Anadolu’daki kimi taraftar grupları arasında tribünlerin gerçek lideri ve önderi Çarşı’yı hedefleyen bir düşmanlığın olduğunu görüyoruz. Geçmişte yaşanmış ve Çarşı’dan kaynaklanmayan kimi gelişmelerle ilgili olarak Beşiktaş taraftarına duyulan bu husumetin kini ve nefreti körüklemekten başka bir hiç bir şeye hizmet etmeyeceği aşikardır.İşte bu nedenle Anadolu kulüplerinin taraftarlarına fair play anlayışı ile dostluk ve kardeşlik elimizi uzatıyoruz.Anadolu’daki taraftar gruplarının zor günümüzde, Optik başkanımıza gösterdikleri saygı ve vefayı unutmadık.
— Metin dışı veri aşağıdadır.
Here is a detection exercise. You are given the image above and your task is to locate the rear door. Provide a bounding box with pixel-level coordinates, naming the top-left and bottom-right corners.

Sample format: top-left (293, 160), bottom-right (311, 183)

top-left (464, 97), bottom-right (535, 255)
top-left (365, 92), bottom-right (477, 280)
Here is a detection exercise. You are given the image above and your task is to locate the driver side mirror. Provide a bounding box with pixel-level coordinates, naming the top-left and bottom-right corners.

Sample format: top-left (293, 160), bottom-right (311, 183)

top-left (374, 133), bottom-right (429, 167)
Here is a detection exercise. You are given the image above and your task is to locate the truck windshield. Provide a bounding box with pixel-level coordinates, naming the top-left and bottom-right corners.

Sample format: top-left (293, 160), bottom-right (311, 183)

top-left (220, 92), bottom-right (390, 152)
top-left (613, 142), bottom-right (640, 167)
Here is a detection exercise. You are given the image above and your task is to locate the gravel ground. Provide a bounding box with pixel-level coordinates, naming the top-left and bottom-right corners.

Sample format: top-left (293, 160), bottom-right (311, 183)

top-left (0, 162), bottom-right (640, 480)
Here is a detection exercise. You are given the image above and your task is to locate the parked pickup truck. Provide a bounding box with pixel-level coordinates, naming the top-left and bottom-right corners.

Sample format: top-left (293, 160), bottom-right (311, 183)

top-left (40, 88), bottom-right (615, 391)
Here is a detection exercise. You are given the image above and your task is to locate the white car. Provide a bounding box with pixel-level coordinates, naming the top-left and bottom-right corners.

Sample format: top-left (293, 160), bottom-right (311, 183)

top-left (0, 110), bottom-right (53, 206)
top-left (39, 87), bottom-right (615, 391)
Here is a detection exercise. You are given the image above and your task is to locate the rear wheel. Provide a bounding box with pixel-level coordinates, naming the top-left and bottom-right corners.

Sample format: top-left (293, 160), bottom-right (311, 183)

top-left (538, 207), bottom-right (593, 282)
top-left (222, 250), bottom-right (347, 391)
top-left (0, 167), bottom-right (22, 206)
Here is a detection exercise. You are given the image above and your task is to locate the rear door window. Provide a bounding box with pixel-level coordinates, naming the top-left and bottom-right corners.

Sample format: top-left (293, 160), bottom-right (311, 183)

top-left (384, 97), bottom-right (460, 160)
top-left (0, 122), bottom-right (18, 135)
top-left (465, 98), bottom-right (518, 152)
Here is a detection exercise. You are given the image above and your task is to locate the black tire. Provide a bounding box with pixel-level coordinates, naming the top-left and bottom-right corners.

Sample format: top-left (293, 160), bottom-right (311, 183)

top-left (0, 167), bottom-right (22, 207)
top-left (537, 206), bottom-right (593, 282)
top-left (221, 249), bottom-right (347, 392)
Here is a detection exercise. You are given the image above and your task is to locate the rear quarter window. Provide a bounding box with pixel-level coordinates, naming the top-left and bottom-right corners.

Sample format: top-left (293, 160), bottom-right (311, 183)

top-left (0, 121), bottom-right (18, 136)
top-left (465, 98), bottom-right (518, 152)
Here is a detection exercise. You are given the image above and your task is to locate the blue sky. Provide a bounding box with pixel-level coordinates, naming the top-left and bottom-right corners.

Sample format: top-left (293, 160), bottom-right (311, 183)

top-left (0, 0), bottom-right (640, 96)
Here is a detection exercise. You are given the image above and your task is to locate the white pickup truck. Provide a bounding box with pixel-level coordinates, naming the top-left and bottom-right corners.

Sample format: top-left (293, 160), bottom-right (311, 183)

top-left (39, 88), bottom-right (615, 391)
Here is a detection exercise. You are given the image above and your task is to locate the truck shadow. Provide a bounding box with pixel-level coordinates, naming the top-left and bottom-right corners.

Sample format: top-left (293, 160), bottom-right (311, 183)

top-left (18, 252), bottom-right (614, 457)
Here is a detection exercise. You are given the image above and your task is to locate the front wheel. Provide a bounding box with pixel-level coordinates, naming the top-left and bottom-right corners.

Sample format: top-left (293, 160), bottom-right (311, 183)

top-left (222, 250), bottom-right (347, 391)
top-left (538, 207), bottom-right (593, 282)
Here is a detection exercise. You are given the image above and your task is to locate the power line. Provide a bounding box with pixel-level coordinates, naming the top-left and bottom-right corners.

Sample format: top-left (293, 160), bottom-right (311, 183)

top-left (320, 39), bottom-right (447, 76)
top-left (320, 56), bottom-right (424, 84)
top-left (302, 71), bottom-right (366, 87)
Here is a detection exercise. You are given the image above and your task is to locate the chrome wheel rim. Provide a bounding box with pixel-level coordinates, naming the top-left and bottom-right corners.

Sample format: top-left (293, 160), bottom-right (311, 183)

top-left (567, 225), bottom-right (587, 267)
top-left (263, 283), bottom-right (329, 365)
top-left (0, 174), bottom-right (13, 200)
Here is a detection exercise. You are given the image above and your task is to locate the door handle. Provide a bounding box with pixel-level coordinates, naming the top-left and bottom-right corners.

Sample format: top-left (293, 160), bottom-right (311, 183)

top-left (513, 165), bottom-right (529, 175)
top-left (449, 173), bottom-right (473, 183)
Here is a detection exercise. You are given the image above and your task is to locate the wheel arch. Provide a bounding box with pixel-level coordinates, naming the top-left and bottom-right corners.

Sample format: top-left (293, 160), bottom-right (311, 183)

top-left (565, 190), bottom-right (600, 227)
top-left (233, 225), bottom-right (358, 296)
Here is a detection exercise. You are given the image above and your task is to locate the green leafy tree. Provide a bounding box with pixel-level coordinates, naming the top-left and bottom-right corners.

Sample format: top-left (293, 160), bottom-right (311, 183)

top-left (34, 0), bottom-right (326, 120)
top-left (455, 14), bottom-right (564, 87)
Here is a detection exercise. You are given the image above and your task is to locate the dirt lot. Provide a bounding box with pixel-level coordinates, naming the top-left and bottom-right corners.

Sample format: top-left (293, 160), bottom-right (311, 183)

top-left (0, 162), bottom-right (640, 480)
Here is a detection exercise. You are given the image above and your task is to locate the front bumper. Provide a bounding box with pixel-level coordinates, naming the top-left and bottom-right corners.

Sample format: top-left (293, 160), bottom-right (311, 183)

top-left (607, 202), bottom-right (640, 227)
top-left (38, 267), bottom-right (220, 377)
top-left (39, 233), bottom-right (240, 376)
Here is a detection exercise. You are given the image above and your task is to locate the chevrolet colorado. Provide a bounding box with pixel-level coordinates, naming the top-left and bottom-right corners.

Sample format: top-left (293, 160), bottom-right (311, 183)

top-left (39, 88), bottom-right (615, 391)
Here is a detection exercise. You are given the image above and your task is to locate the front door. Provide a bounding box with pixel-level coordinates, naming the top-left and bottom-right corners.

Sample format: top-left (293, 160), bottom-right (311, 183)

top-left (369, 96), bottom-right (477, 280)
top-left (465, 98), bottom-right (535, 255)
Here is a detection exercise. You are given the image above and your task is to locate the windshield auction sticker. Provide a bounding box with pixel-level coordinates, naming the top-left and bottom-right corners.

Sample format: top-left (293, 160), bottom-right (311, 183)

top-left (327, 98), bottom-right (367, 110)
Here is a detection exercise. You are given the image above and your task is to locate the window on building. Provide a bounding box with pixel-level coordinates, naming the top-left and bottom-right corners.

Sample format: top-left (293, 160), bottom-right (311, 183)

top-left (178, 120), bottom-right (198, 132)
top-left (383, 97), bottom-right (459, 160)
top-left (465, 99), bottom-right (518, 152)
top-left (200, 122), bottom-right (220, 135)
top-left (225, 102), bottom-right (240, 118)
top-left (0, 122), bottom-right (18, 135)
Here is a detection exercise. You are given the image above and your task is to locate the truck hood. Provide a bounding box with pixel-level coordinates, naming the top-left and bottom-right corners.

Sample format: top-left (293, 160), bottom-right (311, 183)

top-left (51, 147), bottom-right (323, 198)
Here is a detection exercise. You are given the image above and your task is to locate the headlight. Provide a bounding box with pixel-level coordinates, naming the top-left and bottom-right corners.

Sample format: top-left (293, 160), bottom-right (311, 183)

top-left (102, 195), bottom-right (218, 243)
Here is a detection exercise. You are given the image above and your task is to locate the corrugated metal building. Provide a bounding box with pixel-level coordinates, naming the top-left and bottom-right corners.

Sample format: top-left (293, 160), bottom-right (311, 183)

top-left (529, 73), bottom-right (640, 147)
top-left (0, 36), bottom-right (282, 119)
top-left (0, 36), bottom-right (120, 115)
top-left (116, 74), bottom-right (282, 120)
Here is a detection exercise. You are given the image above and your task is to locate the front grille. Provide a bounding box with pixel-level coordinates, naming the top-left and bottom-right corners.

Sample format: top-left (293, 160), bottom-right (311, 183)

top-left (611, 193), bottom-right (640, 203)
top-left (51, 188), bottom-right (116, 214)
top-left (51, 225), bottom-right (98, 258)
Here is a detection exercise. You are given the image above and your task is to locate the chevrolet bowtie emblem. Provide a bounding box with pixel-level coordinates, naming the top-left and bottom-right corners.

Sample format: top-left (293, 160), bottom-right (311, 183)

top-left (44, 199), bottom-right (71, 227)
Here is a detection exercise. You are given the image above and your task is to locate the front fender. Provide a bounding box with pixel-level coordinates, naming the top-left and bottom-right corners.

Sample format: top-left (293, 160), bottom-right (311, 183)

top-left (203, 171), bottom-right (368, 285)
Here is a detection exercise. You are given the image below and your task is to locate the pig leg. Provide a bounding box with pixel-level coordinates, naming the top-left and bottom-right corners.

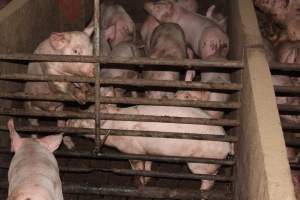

Son holiganın tabutu başında kurulan empatiyi kalıcı kılmak için çaba göstereceğiz.
Biz bütün güç odaklarına mesafeli , endüstriyelleşen futbol mantığına karşı son barikatız.
Beşiktaşlılık bizler için babamızdan kalan miras değil, evlatlarımıza olan borcumuzdur.. O borcumuzu ödemek için “yeniden” diyoruz.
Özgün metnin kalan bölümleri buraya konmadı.